Plant breeding
An introduction to plant breeding.
Simple articles that explain what plant breeding is and why it is necessary, the underlying principles of plant breeding and a number of important modern techniques that have contributed to the crops we have today.
Introduction
What is plant breeding?
Plant breeding is a term used to describe the altering of plants for human purposes by controlling their breeding.
Like animals plants breed (have sex) with each other. Sex is a way for two organisms to mix their genes together. In most plants you see flowers are the plants sexual organ. Flowers produce both pollen (equivalent to sperm in humans) and eggs (equivalent to eggs in humans). Two plants breed when, after pollen from one flower lands on the part of another flower which contains the eggs, DNA from the pollen grain is fused with DNA in the egg. This fertilised egg then grows into a seed.

This is the flower of one of tomato's relatives. It is the plant's sexual organ.
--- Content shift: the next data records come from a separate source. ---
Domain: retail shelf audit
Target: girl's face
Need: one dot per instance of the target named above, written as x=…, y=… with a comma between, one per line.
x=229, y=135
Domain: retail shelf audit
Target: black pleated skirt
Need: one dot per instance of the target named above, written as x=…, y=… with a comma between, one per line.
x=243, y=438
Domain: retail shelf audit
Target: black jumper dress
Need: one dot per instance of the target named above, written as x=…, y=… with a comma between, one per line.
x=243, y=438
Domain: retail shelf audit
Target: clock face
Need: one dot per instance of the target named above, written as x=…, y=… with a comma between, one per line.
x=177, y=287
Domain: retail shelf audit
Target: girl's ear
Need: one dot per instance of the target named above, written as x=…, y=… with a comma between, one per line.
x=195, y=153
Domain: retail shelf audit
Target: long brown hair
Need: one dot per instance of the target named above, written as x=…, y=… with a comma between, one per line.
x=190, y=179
Photographer: S. Knapp. Copyright: Rights reserved
By manipulating which plants breed together humans can affect what their offspring will be like. By this method, over thousands of years humans have radically changed a few wild plants into the crops we use today. This is what we call 'plant breeding'
Why is plant breeding so important
Plant breeding is something we rarely stop to consider, but if it wasn't for the efforts of plant breeders and the crops that have resulted from them our lives would be very different.
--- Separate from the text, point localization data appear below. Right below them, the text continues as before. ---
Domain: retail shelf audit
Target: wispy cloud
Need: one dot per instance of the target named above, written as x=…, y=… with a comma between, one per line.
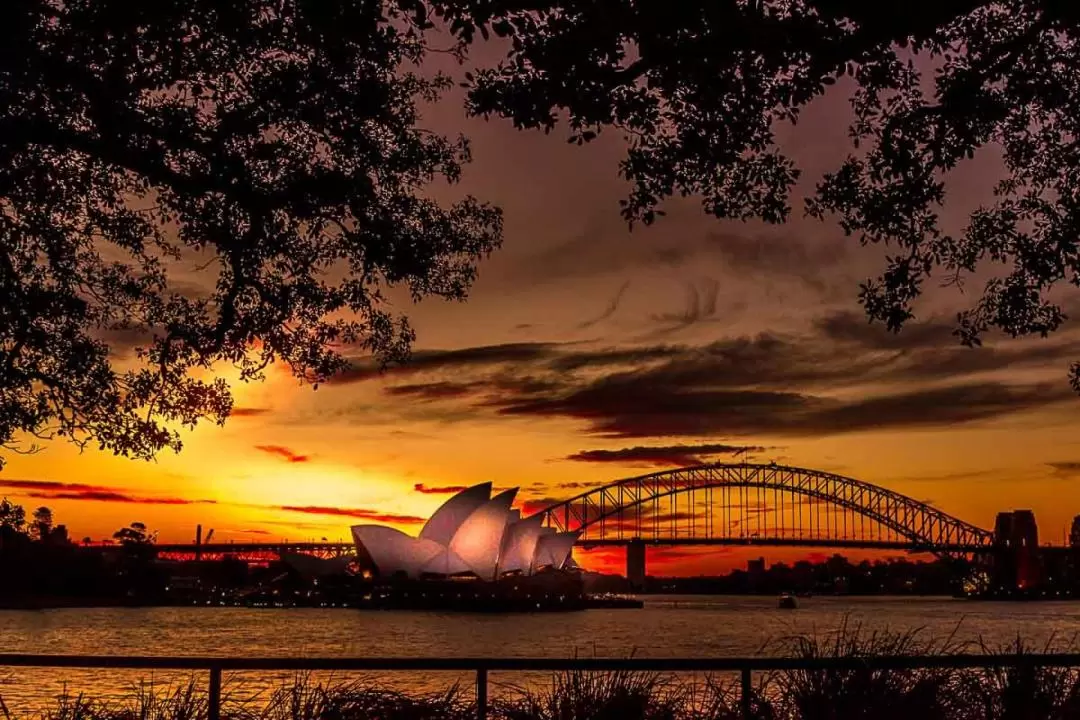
x=665, y=456
x=360, y=513
x=247, y=412
x=610, y=309
x=81, y=491
x=439, y=490
x=283, y=452
x=700, y=304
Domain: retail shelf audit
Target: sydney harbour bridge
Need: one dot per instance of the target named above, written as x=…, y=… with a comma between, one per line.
x=730, y=504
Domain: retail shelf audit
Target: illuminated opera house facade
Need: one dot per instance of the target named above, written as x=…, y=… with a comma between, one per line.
x=472, y=535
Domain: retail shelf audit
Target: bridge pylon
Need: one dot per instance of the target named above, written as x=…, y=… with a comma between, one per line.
x=635, y=564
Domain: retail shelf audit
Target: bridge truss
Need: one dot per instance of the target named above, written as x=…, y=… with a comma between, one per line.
x=769, y=504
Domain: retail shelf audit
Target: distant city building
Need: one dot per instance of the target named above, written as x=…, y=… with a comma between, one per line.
x=1075, y=532
x=472, y=533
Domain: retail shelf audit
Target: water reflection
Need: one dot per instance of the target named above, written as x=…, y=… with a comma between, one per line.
x=667, y=626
A modern field of potato plants
Copyright free
Plant breeding is necessary because plants are adapted for life in the wild and not for use by humans. For example the potato tuber is a food store for the plant not for other organisms and many wild potatoes actively discourage animals from eating them by producing toxins. This trait has had to be bred out of the crop potatoes we eat.
Plant breeding is an ongoing process, as necessary now as ever. Diseases evolve to beat plant resistance and so plants need to have new resistance bred in. Human population continues to grow so we need to increase yields and looking into the future, climate changes will cause growing conditions to change and so crops will need to change to keep pace.